When the study came out on Nov. 30, concluding that repeal would carry "low" risks for any measure of military effectiveness, McCain said he needed to question the officers who actually command troops—which (with all due respect) neither Gates nor Mullen directly does—especially the service chiefs, including the commandant of the Marine Corps (who had already spoken out against repeal).
In persisting with this charade of bigotry disguised as prudence, McCain sidesteps the fact that the repeal of DADT has publicly been endorsed by his very own favorite officer, Gen. David Petraeus—who has been the commander of both the wars, in Iraq and Afghanistan, that U.S. troops have been fighting lately.
Really, senator, what more is there to say?
The 257-page report—dauntingly titled "Report of the Comprehensive Review of the Issues Associated With the Repeal of 'Don't Ask, Don't Tell,' " and written by a panel co-chaired by Jeh Charles Johnson, the Pentagon's general counsel, and Gen.

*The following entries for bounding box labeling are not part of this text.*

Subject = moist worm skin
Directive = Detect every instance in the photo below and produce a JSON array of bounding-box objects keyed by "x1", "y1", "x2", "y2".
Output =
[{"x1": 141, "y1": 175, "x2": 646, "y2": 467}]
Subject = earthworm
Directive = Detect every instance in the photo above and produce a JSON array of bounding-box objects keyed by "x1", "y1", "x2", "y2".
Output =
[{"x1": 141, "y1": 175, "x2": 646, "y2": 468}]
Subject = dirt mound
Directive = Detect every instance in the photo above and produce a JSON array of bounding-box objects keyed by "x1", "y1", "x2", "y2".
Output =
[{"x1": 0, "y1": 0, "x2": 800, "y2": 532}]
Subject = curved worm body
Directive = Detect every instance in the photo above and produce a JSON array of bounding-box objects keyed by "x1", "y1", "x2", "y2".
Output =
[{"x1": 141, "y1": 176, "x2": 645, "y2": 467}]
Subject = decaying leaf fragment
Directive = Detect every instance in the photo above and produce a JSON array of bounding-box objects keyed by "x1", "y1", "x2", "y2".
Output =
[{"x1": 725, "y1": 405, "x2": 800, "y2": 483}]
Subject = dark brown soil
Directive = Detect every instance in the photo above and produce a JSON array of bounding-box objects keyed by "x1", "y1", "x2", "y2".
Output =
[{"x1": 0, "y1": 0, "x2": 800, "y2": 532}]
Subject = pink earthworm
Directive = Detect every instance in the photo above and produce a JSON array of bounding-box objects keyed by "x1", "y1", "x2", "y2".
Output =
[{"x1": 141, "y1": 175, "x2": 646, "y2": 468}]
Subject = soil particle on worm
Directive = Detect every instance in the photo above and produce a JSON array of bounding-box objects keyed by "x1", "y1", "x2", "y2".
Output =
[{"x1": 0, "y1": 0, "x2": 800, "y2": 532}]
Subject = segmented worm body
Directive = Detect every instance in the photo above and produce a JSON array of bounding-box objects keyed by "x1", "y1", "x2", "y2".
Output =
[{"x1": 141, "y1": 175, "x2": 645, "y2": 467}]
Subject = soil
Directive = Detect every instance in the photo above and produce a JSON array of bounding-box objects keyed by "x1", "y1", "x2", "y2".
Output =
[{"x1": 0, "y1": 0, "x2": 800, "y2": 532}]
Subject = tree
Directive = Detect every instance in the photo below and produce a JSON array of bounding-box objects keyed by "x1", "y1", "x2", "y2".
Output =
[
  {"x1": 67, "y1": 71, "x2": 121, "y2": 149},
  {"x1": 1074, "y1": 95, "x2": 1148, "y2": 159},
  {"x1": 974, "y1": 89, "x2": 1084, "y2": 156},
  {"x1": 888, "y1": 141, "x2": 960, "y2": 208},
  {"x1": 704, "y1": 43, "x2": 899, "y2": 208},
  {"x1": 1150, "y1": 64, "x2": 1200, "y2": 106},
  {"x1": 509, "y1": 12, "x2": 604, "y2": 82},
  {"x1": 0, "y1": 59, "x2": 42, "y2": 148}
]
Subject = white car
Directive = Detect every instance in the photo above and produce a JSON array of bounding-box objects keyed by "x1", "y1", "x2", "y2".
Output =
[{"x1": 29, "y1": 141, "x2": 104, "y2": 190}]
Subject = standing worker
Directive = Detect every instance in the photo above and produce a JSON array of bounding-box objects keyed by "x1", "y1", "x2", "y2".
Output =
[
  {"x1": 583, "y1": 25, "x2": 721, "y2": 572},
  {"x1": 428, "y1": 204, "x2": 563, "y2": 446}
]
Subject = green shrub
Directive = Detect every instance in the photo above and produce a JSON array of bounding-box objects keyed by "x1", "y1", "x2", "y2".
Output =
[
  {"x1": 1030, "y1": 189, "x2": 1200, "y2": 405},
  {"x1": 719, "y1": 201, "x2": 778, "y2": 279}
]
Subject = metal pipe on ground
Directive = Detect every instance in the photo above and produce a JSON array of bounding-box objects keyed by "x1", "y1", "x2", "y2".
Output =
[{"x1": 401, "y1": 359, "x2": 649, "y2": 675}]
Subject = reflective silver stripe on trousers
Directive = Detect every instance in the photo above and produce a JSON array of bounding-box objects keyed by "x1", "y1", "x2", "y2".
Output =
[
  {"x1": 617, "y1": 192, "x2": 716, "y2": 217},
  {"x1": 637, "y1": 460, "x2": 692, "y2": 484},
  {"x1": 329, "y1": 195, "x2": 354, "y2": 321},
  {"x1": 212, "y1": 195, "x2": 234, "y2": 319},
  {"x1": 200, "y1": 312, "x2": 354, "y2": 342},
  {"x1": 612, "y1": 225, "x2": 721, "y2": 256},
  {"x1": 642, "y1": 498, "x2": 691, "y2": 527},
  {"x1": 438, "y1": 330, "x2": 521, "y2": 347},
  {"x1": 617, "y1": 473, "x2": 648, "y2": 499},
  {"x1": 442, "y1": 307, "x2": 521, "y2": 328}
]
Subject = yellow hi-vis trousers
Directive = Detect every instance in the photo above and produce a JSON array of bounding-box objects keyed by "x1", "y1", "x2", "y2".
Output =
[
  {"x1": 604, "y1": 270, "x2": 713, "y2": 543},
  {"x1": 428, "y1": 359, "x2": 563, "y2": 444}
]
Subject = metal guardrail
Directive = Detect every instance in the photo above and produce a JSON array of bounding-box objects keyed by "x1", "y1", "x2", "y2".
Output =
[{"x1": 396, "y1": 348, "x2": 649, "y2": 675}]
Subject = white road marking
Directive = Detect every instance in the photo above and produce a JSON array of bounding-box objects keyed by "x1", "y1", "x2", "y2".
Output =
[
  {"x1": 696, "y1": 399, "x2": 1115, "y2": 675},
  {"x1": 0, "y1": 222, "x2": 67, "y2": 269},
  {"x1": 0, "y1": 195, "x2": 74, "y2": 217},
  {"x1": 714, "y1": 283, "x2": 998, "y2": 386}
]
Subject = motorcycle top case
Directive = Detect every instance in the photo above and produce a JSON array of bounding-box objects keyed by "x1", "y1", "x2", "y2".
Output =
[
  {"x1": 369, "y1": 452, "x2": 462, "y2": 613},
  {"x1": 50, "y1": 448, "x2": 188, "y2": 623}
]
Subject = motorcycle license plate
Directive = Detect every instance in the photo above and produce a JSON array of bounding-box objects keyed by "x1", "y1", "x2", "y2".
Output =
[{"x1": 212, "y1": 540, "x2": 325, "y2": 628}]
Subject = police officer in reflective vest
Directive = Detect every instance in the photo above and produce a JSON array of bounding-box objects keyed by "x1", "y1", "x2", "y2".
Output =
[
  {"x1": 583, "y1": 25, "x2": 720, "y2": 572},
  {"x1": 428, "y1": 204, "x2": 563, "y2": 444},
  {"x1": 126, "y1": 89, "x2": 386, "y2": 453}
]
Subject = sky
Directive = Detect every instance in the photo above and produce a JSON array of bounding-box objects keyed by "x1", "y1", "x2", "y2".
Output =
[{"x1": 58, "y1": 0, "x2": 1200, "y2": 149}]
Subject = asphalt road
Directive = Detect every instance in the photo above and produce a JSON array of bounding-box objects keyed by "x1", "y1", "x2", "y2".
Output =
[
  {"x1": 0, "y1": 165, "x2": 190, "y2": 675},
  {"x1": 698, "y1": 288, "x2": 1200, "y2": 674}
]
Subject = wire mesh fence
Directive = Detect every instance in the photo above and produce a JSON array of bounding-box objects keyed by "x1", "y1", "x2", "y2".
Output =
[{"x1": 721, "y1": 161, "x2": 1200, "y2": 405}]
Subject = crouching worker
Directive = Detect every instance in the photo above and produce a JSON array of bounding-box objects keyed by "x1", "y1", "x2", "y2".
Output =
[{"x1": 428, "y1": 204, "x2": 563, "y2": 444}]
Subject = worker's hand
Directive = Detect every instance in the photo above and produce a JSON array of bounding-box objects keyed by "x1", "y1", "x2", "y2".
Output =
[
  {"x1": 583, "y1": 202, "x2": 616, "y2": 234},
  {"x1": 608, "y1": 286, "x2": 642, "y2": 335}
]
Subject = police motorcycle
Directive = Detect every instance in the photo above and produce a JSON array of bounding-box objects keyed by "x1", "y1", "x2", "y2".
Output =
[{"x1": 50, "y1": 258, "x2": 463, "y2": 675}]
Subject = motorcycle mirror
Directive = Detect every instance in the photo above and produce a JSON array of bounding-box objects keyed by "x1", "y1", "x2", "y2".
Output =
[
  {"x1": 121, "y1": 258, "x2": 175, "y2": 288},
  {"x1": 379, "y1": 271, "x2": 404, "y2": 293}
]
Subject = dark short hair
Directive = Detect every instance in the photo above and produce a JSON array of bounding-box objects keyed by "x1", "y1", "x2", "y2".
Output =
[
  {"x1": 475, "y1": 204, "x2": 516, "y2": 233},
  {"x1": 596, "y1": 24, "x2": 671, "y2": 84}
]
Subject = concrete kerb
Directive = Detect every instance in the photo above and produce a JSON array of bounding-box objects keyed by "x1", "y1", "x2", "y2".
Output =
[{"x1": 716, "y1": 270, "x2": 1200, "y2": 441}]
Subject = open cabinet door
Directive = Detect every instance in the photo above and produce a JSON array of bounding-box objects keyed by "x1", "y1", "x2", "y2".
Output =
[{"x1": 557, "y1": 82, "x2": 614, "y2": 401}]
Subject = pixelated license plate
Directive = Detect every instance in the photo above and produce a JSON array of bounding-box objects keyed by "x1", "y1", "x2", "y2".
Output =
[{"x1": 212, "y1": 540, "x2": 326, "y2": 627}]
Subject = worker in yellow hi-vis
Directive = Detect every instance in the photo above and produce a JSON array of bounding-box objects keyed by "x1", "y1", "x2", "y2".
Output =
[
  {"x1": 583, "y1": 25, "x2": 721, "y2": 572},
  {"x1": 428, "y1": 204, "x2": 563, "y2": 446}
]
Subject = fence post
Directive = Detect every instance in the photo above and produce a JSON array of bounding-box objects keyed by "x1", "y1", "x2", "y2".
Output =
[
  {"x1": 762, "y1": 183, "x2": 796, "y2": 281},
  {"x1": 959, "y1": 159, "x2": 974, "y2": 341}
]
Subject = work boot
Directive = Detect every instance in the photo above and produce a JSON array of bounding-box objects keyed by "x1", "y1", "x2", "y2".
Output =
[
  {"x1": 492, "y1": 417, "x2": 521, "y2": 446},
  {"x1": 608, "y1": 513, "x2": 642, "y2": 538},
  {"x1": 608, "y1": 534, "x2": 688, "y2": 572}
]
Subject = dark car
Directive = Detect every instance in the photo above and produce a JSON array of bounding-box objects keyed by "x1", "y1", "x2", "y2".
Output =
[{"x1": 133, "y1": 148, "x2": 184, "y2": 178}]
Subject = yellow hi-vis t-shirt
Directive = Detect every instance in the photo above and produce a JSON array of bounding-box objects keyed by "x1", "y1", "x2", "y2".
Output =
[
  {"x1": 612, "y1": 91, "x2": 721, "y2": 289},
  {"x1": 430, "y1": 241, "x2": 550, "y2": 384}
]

Carter F. Ham, commander of the U.S. Army in Europe—makes the case that McCain and others have been demanding.
Much of the study reports and analyzes the results of a survey sent to 400,000 active-duty members of the armed services (115,052 of whom responded), as well as surveys of more than 40,000 military spouses and several workshop forums and face-to-face interviews.
The top line is that 70 percent of those surveyed say that repealing DADT—and thus working, eating, sleeping, showering, and fighting in the same room or on the same ship, plane, or battlefield with service members who say they're gay—will have a positive, a mixed, or no effect (in other words, won't have a bad effect) on accomplishing the mission.
That, of course, is not an entirely reassuring conclusion. It means that 30 percent think it will have a bad effect. In a fighting force built on unit cohesion and trust, 30 percent is a lot.
Broken down by services, the data seem more disturbing still. For instance, among members of the U.S. Marine Corps, 47 percent of respondents think repeal of DADT would have a negative effect on mutual trust within a unit. Among Marines in combat positions, the figure rises to 60 percent. (A similar pattern holds in the Army. Overall, 35 percent of Army soldiers think it would have a negative effect, while 49 percent of Army combat soldiers do.)
McCain and other critics have seized on these numbers to justify a continuation of present policy.